Define $f: \Bbb R^2 \to \Bbb R$ by
$f(x,y) =\begin{cases} \frac{xy^2}{x^2 + y^4}, & \text{if $(x,y) \ne 0$} \\ 0, & \text{if $(x,y)= 0$} \end{cases}$
I'm to show that $f$ is continuous at any straight line THROUGH the origin, but not continuous AT the origin. I'm confused how this is possible. Is it a hole?
How would I do this?
On
$$f(x,y) =\begin{cases} \frac{xy^2}{x^2 + y^4}, & \text{if $(x,y) \ne 0$} \\ 0, & \text{if $(x,y)= 0$} \end{cases} $$
Note that ax $x\to 0$,
along straight lines
$$ y=mx \implies f(x,mx)= \frac{m^2x}{1+m^4x^2} \to 0$$
along another curve, $$ y=\sqrt x \implies f(x,\sqrt x)= \frac{x^2}{x^2+x^2} \to 1/2$$
Thus the limit at $(0,0)$ does not exist.
On
Note
$$ \left |\frac{xy^2 }{x^2+y^2}\right| = |y|\left |\frac{xy }{x^2+y^2}\right| \le |y|/2.$$
We have used the basic inequality $|xy| \le (x^2+y^2)/2$ here. It follows that the limit at $(0,0)$ is $0,$ so $f$ is continuous at $(0,0).$ Thus the problem is in error.

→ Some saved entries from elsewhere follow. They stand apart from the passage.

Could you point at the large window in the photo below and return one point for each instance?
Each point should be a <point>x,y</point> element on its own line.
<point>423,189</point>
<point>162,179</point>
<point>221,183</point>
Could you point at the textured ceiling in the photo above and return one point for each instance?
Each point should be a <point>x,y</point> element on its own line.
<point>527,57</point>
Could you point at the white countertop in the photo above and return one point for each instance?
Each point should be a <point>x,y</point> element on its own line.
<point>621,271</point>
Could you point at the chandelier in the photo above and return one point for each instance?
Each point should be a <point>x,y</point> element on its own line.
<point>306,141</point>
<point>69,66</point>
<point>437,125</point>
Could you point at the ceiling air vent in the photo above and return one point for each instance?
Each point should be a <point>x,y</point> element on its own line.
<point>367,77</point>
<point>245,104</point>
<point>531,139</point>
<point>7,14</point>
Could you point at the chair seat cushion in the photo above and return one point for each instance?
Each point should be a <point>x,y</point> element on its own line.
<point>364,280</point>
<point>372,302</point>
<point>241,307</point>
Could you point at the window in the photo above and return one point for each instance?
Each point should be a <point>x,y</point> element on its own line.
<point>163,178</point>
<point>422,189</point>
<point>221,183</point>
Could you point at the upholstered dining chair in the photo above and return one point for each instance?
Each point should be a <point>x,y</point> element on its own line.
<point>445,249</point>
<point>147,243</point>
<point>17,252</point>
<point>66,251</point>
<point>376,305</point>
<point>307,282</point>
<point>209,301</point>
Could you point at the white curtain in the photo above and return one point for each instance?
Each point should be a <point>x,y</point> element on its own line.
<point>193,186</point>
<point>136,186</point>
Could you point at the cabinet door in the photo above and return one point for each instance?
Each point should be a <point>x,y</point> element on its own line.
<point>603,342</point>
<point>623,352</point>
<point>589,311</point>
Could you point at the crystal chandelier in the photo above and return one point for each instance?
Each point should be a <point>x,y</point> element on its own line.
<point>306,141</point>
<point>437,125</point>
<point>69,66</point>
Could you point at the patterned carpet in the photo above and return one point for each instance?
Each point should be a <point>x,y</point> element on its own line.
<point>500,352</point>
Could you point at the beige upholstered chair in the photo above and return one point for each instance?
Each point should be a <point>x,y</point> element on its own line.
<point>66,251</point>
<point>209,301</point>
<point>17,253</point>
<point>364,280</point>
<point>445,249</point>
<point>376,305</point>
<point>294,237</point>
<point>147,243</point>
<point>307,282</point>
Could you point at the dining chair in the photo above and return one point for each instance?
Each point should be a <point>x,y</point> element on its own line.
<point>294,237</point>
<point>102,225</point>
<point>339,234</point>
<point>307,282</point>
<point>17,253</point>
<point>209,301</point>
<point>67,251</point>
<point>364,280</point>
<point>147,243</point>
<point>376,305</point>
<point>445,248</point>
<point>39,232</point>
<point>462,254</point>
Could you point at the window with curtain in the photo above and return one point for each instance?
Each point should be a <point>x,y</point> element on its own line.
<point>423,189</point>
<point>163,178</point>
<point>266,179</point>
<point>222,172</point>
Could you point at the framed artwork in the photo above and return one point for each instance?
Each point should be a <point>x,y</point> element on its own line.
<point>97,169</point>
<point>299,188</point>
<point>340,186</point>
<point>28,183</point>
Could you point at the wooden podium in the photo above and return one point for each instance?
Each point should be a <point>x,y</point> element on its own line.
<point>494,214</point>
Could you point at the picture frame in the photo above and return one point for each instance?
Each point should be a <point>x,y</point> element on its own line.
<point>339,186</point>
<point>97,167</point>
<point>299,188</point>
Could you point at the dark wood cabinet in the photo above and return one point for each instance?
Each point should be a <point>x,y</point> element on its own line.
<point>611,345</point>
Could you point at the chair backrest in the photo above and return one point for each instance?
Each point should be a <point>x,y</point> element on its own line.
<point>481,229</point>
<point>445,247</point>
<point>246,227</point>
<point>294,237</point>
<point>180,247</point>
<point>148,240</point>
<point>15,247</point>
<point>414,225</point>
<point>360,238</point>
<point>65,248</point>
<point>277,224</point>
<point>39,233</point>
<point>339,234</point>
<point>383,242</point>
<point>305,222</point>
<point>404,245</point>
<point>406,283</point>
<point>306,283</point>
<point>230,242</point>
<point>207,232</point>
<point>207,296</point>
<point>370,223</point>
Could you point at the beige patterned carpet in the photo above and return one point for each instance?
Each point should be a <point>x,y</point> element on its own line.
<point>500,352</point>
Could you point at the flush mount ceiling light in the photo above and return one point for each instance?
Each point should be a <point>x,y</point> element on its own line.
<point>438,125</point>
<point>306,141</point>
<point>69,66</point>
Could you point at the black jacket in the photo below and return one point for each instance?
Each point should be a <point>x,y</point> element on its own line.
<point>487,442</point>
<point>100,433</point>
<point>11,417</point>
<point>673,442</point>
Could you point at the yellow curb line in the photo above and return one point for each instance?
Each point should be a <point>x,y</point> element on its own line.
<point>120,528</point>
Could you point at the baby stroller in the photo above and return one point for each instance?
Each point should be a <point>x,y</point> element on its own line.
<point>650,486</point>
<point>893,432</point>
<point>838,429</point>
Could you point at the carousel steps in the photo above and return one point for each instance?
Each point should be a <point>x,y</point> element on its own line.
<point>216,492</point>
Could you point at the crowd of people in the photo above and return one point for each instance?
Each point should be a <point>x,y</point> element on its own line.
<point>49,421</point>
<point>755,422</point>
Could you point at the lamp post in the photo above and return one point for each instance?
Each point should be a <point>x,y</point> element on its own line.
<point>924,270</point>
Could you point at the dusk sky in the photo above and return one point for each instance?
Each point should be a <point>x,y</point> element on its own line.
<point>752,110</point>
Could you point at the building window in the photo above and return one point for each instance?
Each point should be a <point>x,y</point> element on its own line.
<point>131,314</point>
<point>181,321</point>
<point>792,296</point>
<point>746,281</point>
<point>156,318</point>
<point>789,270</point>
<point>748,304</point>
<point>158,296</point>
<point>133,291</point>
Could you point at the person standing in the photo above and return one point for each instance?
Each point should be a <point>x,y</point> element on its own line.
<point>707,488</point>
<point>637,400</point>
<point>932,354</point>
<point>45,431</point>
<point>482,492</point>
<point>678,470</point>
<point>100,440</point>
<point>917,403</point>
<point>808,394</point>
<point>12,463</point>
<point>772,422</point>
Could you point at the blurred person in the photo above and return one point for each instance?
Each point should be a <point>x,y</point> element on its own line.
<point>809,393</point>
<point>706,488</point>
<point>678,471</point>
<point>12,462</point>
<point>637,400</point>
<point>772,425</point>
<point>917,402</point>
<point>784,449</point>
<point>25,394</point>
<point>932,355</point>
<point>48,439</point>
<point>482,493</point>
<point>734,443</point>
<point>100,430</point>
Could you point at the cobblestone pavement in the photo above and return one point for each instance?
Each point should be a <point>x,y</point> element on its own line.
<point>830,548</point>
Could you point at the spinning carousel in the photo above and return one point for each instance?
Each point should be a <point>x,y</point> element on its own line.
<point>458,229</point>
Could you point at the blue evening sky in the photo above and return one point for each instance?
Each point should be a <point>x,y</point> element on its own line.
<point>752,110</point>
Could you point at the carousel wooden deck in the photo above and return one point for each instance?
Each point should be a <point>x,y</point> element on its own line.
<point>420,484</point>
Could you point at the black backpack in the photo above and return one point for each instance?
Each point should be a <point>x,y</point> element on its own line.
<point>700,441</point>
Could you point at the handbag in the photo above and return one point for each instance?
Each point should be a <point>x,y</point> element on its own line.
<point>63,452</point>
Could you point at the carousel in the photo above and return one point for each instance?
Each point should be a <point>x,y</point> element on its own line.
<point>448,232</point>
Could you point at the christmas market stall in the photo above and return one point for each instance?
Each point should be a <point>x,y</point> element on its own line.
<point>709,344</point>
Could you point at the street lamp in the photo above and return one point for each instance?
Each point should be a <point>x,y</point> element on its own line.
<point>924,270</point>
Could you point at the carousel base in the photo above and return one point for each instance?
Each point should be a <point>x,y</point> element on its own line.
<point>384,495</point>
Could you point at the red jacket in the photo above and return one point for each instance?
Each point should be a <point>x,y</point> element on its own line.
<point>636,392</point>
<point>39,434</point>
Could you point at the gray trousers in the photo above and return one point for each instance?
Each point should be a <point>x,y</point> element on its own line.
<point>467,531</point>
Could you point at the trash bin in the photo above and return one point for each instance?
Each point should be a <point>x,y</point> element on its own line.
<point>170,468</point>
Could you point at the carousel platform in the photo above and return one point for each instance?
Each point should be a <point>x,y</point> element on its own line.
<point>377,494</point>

However, it is possible to find a function $g$ continuous along every straight line through $(0,0),$ with $g(0,0)=0,$ such that $g$ is not continuous at $(0,0).$
On
Let $$f(x,y) =\begin{cases} \frac{xy^2}{x^2 + y^4}, & \text{if $(x,y) \ne 0$} \\ 0, & \text{if $(x,y)= 0$} \end{cases}$$
Now observe that for $(c_1,c_2)\neq (0,0)$ the map $t\mapsto (t c_1, t c_2)$ define an arbitrary straight line that pass by the points $(0,0)$ and $(c_1,c_2)$ and we find that
$$\frac{xy^2}{x^2+y^4}=\frac{tc_1c_2^2}{c_1^2+t^2 c_2^4}=\frac{c_1 c_2^2}{\frac{c_1^2}t+t c_2^4}\to 0,\quad\text{as } t\to 0$$
Then $f$ is continuous through straight lines that pass by the origin. Now to show that $f$ is not continuous at $(0,0)$ is enough to make the change $x=y^2$, then
$$\lim_{(y^2,y)\to(0,0)}f(y^2,y)=\lim_{y\to 0}\frac{y^4}{2y^4}=\frac12\neq 0$$
To show that it's continuous along straight lines:
Approach the origin along the half line $(x,y) = (r\cos\theta,r\sin\theta)$, where $r>0$ and $r\to 0^+$.
\begin{eqnarray*} \frac{xy^2}{x^2+y^2} &\rightsquigarrow& \frac{r^3\cos\theta\sin^2\theta}{r^2\cos^2\theta+r^2\sin^2\theta} \\ \\ &\equiv& \frac{r^3\cos\theta\sin^2\theta}{r^2} \\ \\ &\equiv& r\cos\theta\sin^2\theta \end{eqnarray*} As $r\to 0$, $r\cos\theta\sin^2\theta \to 0$ for all $\theta$.